Gone are the Testarossa’s mid-engine, slab sides and cheese-grater side strakes. Maranello returns Ferrari to its roots, to the ‘50s and ‘60s when front-engine, rear-drive GTs and Daytonas were prancing from Modena and introducing a new post-World War II age of high-performance motoring.

The acknowledgment here is subtle: Although a mid-engine configuration might refine weight distribution and balance on a Le Mans car maneuvering at 200 mph, it doesn’t add a sliver of stability when powering onto the San Diego Freeway. Nor does it create optimum room for passengers, packages and small pets.

Yet the 550 Maranello is a 200 mph street car.

It also roars from 0 to 60 mph in 4.8 seconds, with the electrically adjustable (via dashboard finger lever) shocks set in Sport mode, and traction controls unhooked to tease the last ounce of initial oomph from Pirelli Zero tires on magnesium wheels and a 5.5-liter, aluminum V-12 punching out 485 horsepower.

Therein the 550 Maranello concept.

By engineering, dimensions and performance, Ferrari has built a legitimate supercar that will run without blushing alongside similar screamers from McLaren and Jaguar, both more expensive but neither in production. Also the Bugatti EB110 that was virtually stillborn.

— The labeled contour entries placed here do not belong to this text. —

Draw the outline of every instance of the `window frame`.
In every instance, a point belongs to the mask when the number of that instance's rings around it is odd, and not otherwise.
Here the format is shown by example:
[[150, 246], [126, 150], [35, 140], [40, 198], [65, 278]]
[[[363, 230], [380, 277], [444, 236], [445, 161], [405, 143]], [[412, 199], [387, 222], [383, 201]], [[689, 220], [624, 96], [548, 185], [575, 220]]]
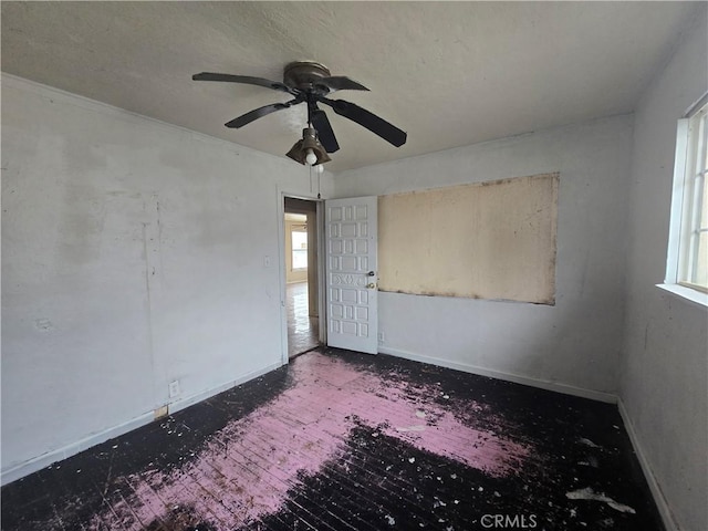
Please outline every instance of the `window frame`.
[[[666, 277], [663, 284], [657, 284], [671, 293], [680, 295], [698, 304], [708, 306], [708, 290], [701, 284], [693, 283], [689, 278], [691, 262], [695, 264], [698, 242], [697, 217], [700, 222], [704, 188], [708, 178], [708, 168], [697, 168], [697, 160], [705, 164], [708, 146], [708, 93], [689, 107], [678, 121], [676, 129], [676, 157], [674, 163], [674, 190], [669, 238], [666, 258]], [[701, 121], [702, 129], [700, 127]], [[698, 131], [693, 127], [698, 124]], [[702, 136], [700, 136], [702, 134]], [[702, 140], [702, 144], [700, 143]], [[700, 153], [697, 153], [700, 149]], [[699, 175], [699, 171], [702, 175]], [[699, 194], [696, 194], [700, 187]], [[705, 225], [708, 220], [702, 220]], [[700, 229], [700, 227], [699, 227]]]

These were race cars with headlights and tamed lightly for the street. So is the Maranello, with much of its engine technology--including enlarged valves and ports, ram air induction, a freer-breathing exhaust, titanium connecting rods and lighter crankshaft--lifted directly from the F50 and Formula One Ferrari racers. As were the super grabby, non-fade brakes with ceramic insulators between pistons and pads--because when grinding down from 200 mph, brake fluids have been known to boil.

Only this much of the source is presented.